We learn that Master’s followers start to doubt his credibility when he changes the fundamental principle of The Cause and is confronted by his new choice of words, changing the basic question from “Can you recall?” to “Can you imagine?”. He snaps at his follower and it is only then that viewers see something honest; Master really is just making it up as he goes along.
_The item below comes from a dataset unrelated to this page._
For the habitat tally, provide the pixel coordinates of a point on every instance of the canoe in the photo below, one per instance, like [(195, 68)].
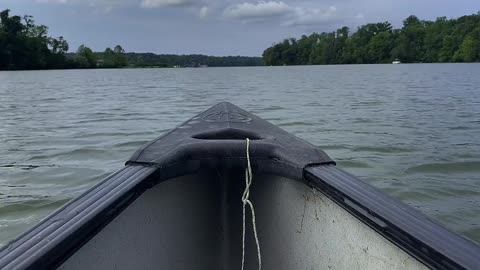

Several comparisons of this film to Scientology have been made and I will admit I went in expecting a docudrama about cults in the US, but it turns out that much of the similarities to Scientology did not actually make the final cut of the film [read more on Slate about L. Ron Hubbard and The Master's writer-director's inspiration here]. Instead, I found myself sympathizing with everyone, from Freddie, to Master, to Master’s wife (Amy Adams) and Master’s son (Jesse Plemons). Everyone has their own flaws, and while some are less apparent than others, one case reasonably relate to everyone stuck in this world. Master, who truly believes he is helping people, even if his method of “processing” is completely made up; his wife who questions his reasoning for investing so much time in Freddie; Freddie for letting his curiosity get the best of him temporarily (and also his boredom); and Master’s son for struggling to trust his father’s teaching wholeheartedly until the very end of the film.
There are so many story lines in this film that it seems an injustice to discuss them all, but I highly recommend it to viewers with an interest in incredible filmmaking, character development and storytelling. Anderson’s film may be criticized for uncomfortable sex scenes and disturbing interactions between its characters, but there is something beautiful in the director’s ability to paint a picture so complex in one of the most simplest of forms.